Date of Award

4-2015

Degree Type

Dissertation

Degree Name

Nursing (D.N.P.)

Department

College of Nursing

Abstract

Ebola Virus Disease (EVD) represents a new and previously unexplored threat to college campuses across the United States. In the fall of 2014, thousands of international students arrived on college campuses across the nation, but there were few resources for officials in higher education to reference as they sought to manage the threat of an unfamiliar hemorrhagic disease. Preparing for viral outbreaks is an essential task for campus emergency response committees. Colleges and universities are at risk for disease outbreaks because of extensive travel programs and close living quarters. At the same time, colleges must also promote hospitality and avoid stigmatizing individuals and groups. The purpose of this project is to improve the health and safety of a college campus through the generation of an evidence-based EVD preparedness plan for a private Midwestern college.

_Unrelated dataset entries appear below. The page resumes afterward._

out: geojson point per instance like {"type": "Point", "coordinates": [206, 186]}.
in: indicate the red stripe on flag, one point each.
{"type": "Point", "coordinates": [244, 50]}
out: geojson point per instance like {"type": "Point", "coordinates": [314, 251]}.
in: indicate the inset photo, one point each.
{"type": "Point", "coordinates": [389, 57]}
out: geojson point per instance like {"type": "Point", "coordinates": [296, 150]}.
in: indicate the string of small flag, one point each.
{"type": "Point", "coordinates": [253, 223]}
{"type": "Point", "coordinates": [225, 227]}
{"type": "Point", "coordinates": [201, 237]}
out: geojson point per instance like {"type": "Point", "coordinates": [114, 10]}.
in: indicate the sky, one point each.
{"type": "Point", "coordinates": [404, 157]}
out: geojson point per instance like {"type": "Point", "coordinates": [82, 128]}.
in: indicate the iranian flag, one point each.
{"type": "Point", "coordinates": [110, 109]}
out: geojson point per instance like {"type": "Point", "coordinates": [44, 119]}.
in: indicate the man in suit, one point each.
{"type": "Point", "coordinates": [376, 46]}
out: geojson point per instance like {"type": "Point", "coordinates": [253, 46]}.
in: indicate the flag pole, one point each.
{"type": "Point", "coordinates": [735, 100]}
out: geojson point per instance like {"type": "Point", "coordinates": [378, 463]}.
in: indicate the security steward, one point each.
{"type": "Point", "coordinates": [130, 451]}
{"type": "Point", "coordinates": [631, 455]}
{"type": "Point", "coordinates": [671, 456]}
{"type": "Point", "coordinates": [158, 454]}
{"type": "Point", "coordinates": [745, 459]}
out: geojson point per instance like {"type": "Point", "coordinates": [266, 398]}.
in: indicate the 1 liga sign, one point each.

The project utilized three theoretical frameworks and a thorough literature review to develop site-specific emergency guidelines, addressing factors that are unique to the college setting. Donabedian’s Structure-Process Outcome Theory outlines how structures and processes influence outcomes, while the Plan, Do, Study, Act (PDSA) Model and the Transdisciplinary Model of Evidence-Based Practice guide project implementation. The literature review demonstrates the value of deliberate, ongoing, and site-specific preparedness planning. The project utilized a quality improvement team to execute the PDSA model. During the initial phase, the team developed a problem statement, clinical questions, and goals and objectives. The “do” portion of the cycle included the implementation of EVD policy while the “study” stage assessed performance measures and project deliverables. The “act” stage involved the acceptance of the EVD policy and the determination of next steps for quality improvement within the college health center. 8 The scholarly project reveals how the essentials of the Doctor of Nursing Practice degree were applied to policy development and project management. It demonstrates how a transdisciplinary team created, revised, and implemented a campus-specific EVD preparedness plan, stimulating conversations among about disease management. Ultimately, the successful completion of the project objectives resulted in a document that serves as a template for responding to threats to campus health.